Bien sûr on pourra rétorquer le président sortant n’a pas su ou voulu s’adapter à cette nouvelle donne et mener une campagne plus active, plus investie, pour provoquer la confrontation des programmes. Sans doute n’a -t-il pas senti, qu’entre 2017 et 2022 on avait -un peu- changé d’époque. Que cette bataille pour provoquer les émotions du public en mettant en scène les opinions les plus caricaturales, les plus outrées -Cyril Hanouna étant le champion toutes catégories de cette nouvelle “tendance”- exigeait, même d’un président en charge, même en temps de guerre, et d’épidémie, qu’il descende dans l’arène, pour se frotter aux fake-news, aux procès d’intentions, aux attaques de circonstances sur la thématique du “scandale d’Etat”. Sur ce dernier chapitre le prix du plus beau coup fourré de campagne va incontestablement aux gens qui ont conseillé aux parents de Samuel Paty de porter plainte contre l’Etat à trois jours de l’élection, contre l’avis de la compagne et du fils de la victime de l’assassinat à motivation islamiste intervenu il y a 18 mois.

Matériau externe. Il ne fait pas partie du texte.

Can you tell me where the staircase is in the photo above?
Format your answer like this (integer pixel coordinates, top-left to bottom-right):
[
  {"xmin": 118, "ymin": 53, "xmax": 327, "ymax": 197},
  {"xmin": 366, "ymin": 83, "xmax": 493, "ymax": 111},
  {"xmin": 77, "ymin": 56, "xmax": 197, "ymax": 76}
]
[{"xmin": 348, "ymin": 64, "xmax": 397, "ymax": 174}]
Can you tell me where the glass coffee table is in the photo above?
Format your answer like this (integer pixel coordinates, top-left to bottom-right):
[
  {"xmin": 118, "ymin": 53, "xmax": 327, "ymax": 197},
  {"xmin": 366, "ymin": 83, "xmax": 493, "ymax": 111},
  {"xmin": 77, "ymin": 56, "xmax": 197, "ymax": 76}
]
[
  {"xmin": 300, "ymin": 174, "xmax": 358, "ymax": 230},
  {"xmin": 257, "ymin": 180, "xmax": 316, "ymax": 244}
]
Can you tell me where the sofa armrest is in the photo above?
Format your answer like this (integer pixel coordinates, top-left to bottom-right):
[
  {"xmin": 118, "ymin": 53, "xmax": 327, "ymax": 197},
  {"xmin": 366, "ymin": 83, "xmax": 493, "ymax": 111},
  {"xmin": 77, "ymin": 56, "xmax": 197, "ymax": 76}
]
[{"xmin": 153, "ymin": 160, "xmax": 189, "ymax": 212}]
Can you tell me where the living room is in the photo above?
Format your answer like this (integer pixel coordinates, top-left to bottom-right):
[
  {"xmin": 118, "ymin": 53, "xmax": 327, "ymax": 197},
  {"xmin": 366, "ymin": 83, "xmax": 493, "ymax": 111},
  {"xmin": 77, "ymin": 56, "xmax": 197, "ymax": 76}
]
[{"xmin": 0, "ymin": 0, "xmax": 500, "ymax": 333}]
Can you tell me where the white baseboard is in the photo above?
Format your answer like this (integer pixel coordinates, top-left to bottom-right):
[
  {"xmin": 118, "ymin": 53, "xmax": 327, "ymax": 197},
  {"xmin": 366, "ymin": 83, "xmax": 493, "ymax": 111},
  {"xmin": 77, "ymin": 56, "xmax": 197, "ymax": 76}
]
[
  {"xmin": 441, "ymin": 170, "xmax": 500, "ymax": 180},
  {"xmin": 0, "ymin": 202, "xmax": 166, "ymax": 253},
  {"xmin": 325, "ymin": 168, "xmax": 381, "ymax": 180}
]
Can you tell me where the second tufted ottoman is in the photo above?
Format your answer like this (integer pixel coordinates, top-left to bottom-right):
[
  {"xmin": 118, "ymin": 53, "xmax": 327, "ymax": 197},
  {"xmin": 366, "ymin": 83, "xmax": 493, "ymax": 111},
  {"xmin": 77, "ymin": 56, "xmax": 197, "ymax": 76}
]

En attendant le 24 avril, on aura dimanche une première idée de l’endroit où tout cela nous a conduit. Si le résultat du vote démontre, comme on peut le craindre, que nous avons en France la plus forte extrême droite d’Europe, et que trois des candidats mis par les Français dans le quatuor de tête sont ceux qui nous promettent sinon un retrait, du moins un repli de l’engagement européen de la France, il y aura à s’interroger sur les raisons qui nous ont conduit là.

Quelle issue à la sale guerre de Poutine?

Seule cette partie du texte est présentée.